Par Anne Clerval (géographe)

Le mouvement de relégation des classes populaires vers la périphérie des grandes villes semble parfois relever d’un mouvement inexorable. Il est cependant possible de le freiner.

La gentrification – l’embourgeoise – ment des quartiers populaires par la transformation de l’habitat et du tissu urbain – est un processus local qui résulte des reconfigurations du système capitaliste à différentes échelles : transformation sociale des emplois dans les grandes villes, en lien avec la nouvelle division internationale du travail, fonctionnement du marché immobilier comme enjeu croissant d’absorption des surplus de capitaux, mais aussi politiques économiques néolibérales, déréglementation du marché du logement [1], et surtout politiques locales d’embellissement des espaces urbains au détriment des usages populaires de la ville.

Si tous ces facteurs sont réunis et puissants dans une ville ou un quartier donné, il n’est pas facile de résister à ce processus, surtout dans un contexte de délitement de la conscience de classe des dominé-es. On peut toutefois envisager quelques pistes, à deux niveaux.

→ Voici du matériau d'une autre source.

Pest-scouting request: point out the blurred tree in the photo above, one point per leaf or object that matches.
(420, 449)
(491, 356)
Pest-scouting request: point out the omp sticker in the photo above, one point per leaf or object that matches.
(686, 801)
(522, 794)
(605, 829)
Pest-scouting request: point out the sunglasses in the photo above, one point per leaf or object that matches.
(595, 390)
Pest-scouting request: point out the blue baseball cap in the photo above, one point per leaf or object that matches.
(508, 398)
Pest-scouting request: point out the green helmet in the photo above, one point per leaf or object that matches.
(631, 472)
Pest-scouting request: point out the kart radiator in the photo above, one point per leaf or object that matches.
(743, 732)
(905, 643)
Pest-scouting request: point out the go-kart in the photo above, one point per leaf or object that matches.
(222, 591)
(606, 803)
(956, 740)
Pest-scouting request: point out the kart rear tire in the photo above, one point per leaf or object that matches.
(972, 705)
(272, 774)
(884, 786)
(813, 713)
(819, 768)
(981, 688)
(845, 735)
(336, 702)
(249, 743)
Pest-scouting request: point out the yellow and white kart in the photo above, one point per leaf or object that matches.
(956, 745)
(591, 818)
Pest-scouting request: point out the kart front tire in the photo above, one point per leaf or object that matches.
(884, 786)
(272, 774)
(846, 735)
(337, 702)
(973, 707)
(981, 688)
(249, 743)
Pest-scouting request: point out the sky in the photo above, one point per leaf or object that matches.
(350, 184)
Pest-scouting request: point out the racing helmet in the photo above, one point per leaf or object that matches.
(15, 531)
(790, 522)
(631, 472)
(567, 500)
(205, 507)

À court terme, dans le cadre du système économique et politique existant, des actions peuvent être menées pour freiner la gentrification. On peut citer les luttes contre les expulsions locatives, contre les projets de promotion immobilière qui font monter les prix, mais aussi l’occupation des logements vacants.

Ces luttes ont tout intérêt à se coordonner au niveau de l’agglomération, voire de tout le pays ou au niveau international. Aux États-Unis existe ainsi la coalition Right to the city, qui exige un contrôle des loyers, la réquisition des logements vides et la création de logements sociaux.

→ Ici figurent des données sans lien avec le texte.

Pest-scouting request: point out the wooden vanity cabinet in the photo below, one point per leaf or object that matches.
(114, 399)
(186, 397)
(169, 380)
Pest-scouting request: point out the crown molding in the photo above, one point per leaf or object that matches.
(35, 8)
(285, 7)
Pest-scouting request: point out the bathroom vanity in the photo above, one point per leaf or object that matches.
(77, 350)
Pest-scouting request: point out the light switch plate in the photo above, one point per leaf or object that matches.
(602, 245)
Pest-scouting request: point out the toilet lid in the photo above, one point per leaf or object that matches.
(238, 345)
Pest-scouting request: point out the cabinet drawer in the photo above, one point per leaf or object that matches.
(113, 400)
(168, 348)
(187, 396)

Solidarité et politisation

Toujours au niveau local, il est possible de s’attaquer aux politiques d’urbanisme qui prônent la mixité sociale, l’embellissement de la ville ou la création de nouveaux équipements culturels, tant leur objectif réel est la gentrification. Même quand elles mettent en avant la création de logements sociaux, il faut se battre pour éviter leur création au strict bénéfice des classes moyennes et demander de vrais logements sociaux en quantité.

Ces politiques dépassent la seule question de l’habitat et supposent une lutte pour maintenir l’appropriation populaire des quartiers qu’elles visent. À cet égard, les squats qui proposent des activités favorisant la solidarité et la politisation, comme la CREA à Toulouse, le Dilengo à Ivrysur- Seine ou jadis la Cantine des Pyrénées à Paris 20e, expulsée l’été dernier [2], sont des appuis décisifs au maintien de cette appropriation populaire des lieux.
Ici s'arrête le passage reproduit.